Limits on intermediate-mass black holes in six Galactic globular clusters with integral-field spectroscopy

TL;DR

This study investigates six Galactic globular clusters using integral-field spectroscopy to search for intermediate-mass black holes, providing new upper limits and potential detections that inform black hole formation theories.

Contribution

It applies combined kinematic, photometric, and Jeans modeling techniques to set constraints on IMBH presence in globular clusters, with some clusters showing significant evidence for IMBHs.

Findings

NGC 1904 likely hosts an IMBH of (3 +- 1) x 10^3 M_SUN.

NGC 6266 likely hosts an IMBH of (2 +- 1) x 10^3 M_SUN.
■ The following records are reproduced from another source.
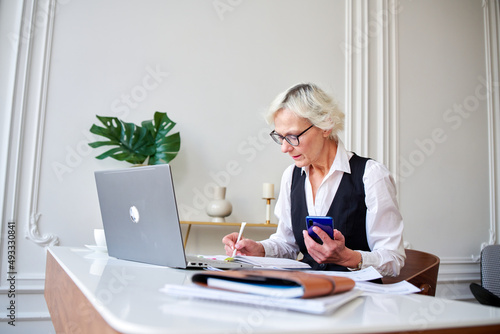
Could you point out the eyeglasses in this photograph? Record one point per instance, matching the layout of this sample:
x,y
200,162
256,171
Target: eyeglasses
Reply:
x,y
291,139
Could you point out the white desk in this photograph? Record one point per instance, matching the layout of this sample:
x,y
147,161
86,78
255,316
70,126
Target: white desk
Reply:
x,y
89,292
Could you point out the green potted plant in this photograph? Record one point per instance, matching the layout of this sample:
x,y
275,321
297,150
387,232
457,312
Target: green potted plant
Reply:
x,y
149,143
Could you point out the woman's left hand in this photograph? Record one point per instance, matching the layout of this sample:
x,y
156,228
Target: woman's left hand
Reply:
x,y
331,251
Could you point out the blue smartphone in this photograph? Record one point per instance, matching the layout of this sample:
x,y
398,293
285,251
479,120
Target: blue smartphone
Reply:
x,y
325,223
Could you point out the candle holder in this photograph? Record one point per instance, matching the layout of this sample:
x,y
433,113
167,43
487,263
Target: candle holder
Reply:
x,y
268,209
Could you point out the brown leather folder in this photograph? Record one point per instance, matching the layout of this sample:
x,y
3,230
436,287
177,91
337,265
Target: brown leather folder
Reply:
x,y
314,285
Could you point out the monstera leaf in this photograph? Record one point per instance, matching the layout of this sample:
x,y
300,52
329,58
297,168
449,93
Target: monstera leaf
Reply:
x,y
134,143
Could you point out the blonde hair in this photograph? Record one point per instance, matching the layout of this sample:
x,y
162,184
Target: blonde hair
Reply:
x,y
308,101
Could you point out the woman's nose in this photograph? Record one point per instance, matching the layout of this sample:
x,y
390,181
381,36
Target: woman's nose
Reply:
x,y
286,147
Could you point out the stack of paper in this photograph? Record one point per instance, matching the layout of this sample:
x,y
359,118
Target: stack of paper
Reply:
x,y
322,305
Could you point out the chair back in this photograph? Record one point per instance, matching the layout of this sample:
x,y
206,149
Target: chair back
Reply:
x,y
490,269
420,269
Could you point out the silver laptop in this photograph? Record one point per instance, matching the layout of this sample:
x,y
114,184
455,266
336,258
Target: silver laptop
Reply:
x,y
140,218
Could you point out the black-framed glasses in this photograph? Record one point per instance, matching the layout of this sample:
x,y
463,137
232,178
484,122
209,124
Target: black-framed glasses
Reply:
x,y
291,139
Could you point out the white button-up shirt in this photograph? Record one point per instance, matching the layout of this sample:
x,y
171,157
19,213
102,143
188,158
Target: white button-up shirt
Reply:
x,y
384,223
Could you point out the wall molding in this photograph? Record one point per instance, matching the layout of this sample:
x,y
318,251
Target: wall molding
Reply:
x,y
491,15
35,55
372,86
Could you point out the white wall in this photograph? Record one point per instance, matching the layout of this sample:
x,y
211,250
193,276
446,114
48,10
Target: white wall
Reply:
x,y
214,66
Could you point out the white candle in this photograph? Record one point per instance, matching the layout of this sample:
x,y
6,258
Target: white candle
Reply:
x,y
268,190
268,211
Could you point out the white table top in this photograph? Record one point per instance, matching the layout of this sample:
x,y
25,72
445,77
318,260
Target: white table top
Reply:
x,y
127,296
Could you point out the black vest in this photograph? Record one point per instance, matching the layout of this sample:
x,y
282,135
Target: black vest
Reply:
x,y
348,211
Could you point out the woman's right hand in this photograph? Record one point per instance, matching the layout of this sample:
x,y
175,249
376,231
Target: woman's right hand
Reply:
x,y
247,247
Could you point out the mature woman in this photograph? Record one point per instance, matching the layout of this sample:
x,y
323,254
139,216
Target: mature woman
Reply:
x,y
327,180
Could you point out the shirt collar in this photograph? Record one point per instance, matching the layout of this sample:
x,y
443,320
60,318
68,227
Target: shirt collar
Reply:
x,y
340,163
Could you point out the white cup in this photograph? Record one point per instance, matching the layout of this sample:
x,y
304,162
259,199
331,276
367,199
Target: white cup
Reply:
x,y
100,239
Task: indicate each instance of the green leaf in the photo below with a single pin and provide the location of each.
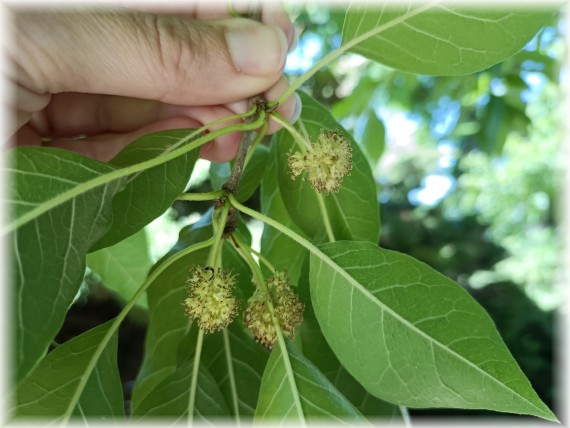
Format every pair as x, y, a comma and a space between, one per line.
293, 389
317, 350
278, 248
151, 192
172, 395
252, 175
124, 266
54, 390
49, 251
439, 39
374, 138
237, 364
168, 324
411, 336
353, 211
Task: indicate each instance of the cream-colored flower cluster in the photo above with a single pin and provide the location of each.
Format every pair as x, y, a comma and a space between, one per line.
326, 162
288, 311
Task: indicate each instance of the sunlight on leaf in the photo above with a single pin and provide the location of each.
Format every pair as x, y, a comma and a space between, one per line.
411, 336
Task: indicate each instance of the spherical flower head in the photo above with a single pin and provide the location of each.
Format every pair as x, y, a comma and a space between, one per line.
327, 162
288, 311
211, 302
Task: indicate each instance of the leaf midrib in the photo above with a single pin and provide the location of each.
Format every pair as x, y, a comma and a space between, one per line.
413, 328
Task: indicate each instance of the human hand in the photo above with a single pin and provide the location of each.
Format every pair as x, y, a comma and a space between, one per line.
112, 76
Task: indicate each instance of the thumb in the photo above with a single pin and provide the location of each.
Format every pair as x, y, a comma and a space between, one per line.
141, 55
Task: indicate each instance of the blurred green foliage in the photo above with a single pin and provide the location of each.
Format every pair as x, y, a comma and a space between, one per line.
495, 137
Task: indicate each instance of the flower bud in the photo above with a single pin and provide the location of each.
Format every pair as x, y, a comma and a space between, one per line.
326, 162
288, 311
211, 302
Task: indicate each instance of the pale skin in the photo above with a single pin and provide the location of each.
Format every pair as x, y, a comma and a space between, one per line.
92, 80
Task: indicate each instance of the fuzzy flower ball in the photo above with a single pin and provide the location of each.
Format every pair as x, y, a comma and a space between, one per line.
326, 162
211, 302
288, 311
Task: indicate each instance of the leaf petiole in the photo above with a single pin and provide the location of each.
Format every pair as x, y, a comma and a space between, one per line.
207, 196
219, 224
324, 61
121, 316
195, 369
302, 142
124, 172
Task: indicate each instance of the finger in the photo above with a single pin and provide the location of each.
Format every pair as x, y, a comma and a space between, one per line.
105, 145
146, 56
272, 13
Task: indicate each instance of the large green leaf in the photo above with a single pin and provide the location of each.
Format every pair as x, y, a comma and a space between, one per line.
124, 266
438, 39
280, 250
237, 364
411, 336
317, 350
172, 395
49, 251
54, 390
294, 390
220, 173
149, 193
353, 211
168, 324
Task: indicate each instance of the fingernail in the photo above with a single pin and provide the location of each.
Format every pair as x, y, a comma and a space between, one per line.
257, 49
298, 108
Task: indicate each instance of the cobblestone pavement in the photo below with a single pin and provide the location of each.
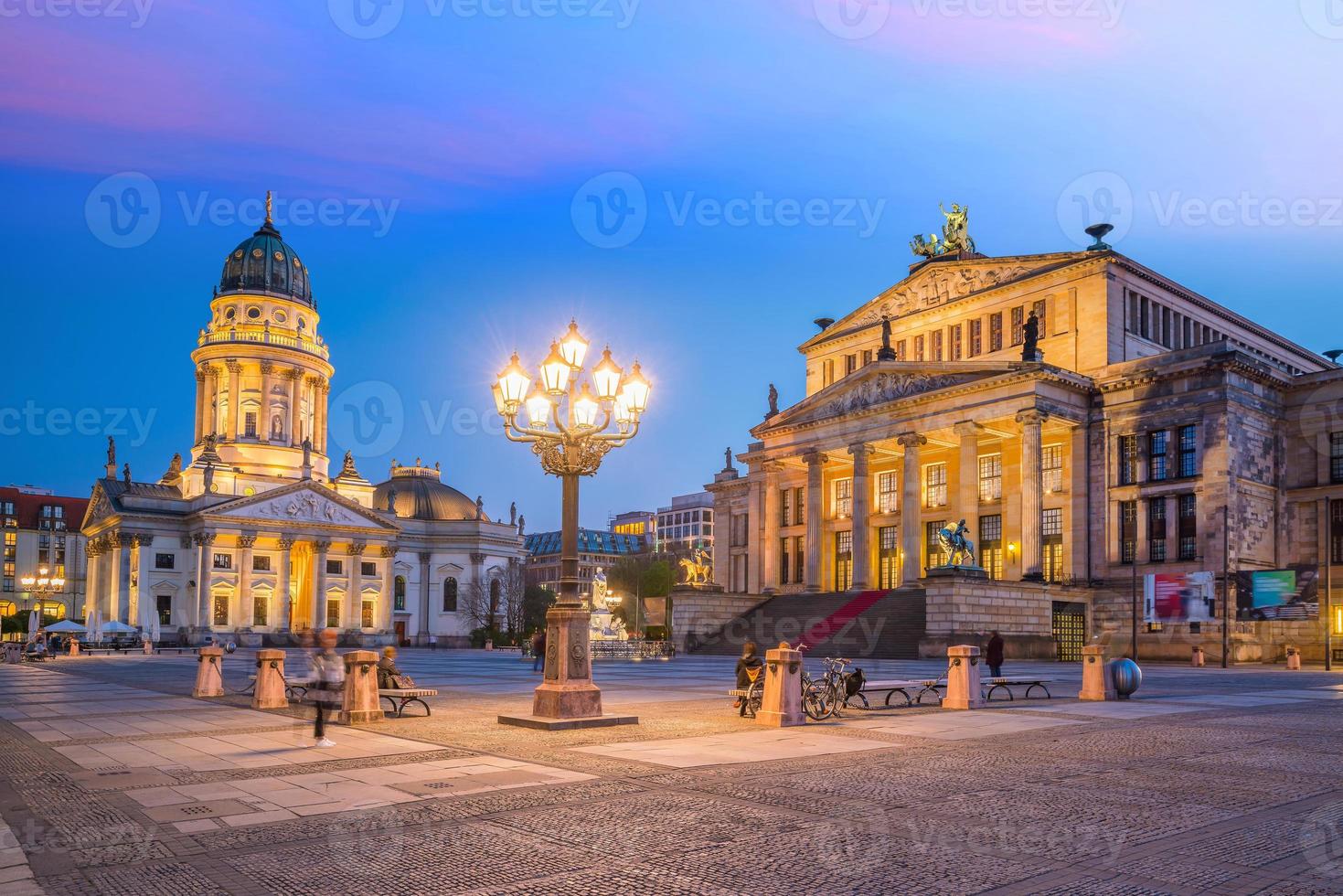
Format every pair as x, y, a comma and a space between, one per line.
1214, 781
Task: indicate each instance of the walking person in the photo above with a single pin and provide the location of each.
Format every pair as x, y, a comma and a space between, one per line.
328, 686
538, 649
994, 655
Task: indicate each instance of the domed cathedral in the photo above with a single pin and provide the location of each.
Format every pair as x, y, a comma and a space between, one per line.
254, 538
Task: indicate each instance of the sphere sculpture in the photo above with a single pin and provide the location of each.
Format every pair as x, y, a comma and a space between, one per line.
1127, 677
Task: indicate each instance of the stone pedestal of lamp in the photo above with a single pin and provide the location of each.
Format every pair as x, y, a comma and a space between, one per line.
209, 673
567, 699
1096, 684
269, 692
358, 703
962, 678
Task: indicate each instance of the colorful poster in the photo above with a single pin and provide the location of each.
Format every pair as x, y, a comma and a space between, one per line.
1179, 597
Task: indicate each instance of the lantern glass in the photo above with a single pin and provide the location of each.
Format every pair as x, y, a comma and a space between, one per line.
573, 347
555, 371
586, 409
606, 377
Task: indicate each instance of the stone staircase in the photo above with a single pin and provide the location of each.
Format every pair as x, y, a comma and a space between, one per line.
888, 629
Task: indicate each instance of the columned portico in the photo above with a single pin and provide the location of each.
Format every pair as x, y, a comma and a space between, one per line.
911, 509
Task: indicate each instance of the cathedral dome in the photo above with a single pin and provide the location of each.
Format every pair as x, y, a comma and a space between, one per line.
421, 495
263, 263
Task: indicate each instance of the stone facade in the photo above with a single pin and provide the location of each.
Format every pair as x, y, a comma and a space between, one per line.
1153, 407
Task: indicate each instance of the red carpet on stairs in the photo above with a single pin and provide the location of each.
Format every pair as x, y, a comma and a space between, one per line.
838, 620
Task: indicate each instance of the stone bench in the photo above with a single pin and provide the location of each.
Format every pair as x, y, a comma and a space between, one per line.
400, 698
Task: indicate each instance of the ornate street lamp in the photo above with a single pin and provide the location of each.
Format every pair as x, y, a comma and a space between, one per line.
571, 425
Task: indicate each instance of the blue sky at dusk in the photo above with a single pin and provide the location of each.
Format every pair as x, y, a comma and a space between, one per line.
460, 162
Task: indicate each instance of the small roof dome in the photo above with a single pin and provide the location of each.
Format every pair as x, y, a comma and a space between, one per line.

Upper limits on black hole masses were established for all six clusters.

Abstract

The formation of supermassive black holes at high redshift still remains a puzzle to astronomers. Their growth becomes reasonable only when starting from a massive seed black hole with mass of the order of 10^2 - 10^5 M_SUN. Intermediate-mass black holes (IMBHs) are therefore an important field of research. Especially the possibility of finding them in the centers of globular clusters has recently drawn attention. The search for IMBHs in the centers of globular clusters could therefore shed light on the process of black-hole formation and cluster evolution. We are investigating six galactic globular clusters for the presence of an IMBH at their centers. Based on their kinematic and photometric properties, we selected the globular clusters NGC 1851, NGC 1904 (M79), NGC 5694, NGC 5824, NGC 6093 (M80) and NGC 6266 (M62). We use integral field spectroscopy in order to obtain the central velocity-dispersion profile of each cluster. We compute the cluster photometric center and the surface brightness profile using HST data. After combining these datasets we compare them to analytic Jeans models. We use varying M/L_V profiles for clusters with enough data points in order to reproduce their kinematic profiles in an optimal way. Finally, we vary the mass of the central black hole and test whether the cluster is better fitted with or without an IMBH. We present the statistical significance, including upper limits, of the black-hole mass for each cluster. NGC 1904 and NGC 6266 provide the highest significance for a black hole. Jeans models in combination with a M/L_V profile obtained from N-body simulations (in the case of NGC 6266) predict a central black hole of M_BH = (3 +- 1) x 10^3 M_SUN for NGC 1904 and M_BH = (2 +- 1) x 10^3 M_SUN for NGC 6266. Furthermore, we discuss the possible influence of dark remnants and mass segregation at the center of the cluster on the detection of an IMBH.